Anyone can call themselves a financial adviser. But before you hand over your hard-earned money, find out what this person’s qualifications actually are. Ideally, they’ll be a Certified Financial Planner, a Chartered Financial Analyst, or a Certified Public Accountant. Look them up on the Securities and Exchange Commission’s website to ensure there haven’t been any disciplinary actions taken against them. Visit the adviser in their office (environment says a lot about a person). Ask for – and contact – references. Find out if your adviser-to-be is a fiduciary (a designation that implies higher standards of ethical and legal conduct). What are your financial adviser’s ties to the community? You definitely don’t want someone who just moved to town (because they might soon be running out of it, with your money).
Trust but verify.
Your financial adviser will, obviously, advise you on where to invest your money. Listen to their advice but before you sign your funds away, do your due diligence and Google the shit out of what they’re suggesting.
Stay away from cash.
A legit financial adviser doesn’t deal in cash. They’ll want your investment funds in check form or as a bank transfer. Both methods leave a paper trail, which is crucial when investing. Be wary of anyone who is cool with taking cash, which is essentially untraceable.
Ask for documents.
Your financial investment statements should never come on a letterhead that any Joe Blow could whip up with Microsoft Word and a printer. Information on returns and investments should come directly from custodians, or the companies holding your money, not from your financial adviser's desk.

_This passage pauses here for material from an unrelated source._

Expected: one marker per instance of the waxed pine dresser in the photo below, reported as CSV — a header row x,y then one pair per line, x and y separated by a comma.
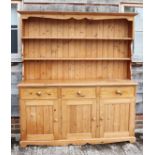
x,y
76,85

Beware of overnight successes.
Investing is not a get-rich-quick scenario; it’s a long game. It takes time to see profits, and along the way, you might experience some (temporary) losses as well. If it appears you’ve suddenly struck gold after a short time investing, something might be fishy.
Just say no to the hard sell.
If your financial adviser seems adamant about you investing in a certain venture, take a step back and breathe. Nothing is such an exclusive or once-in-a-lifetime opportunity that you need to act impulsively to take advantage of it. If you feel pressured to drop too much money or invest in a frenzied manner, your financial adviser might be leading you astray.
Listen to your intuition.
If something about your financial adviser strikes you as suspect, pay attention to it. Don’t invest with anyone you don’t trust 100 percent.
Live below your means.
Marty is dealing with major bucks, but you wouldn’t guess it from his outward appearance. His cars are old and unimpressive; his homes are fixer-uppers. He doesn’t wear designer duds. If you saw him on the street, you wouldn’t think he was rolling in it. Be like Marty. Live frugally, as if you don’t have a nest egg. That way, if it all goes to hell and you lose every cent, it won't be the end of the world.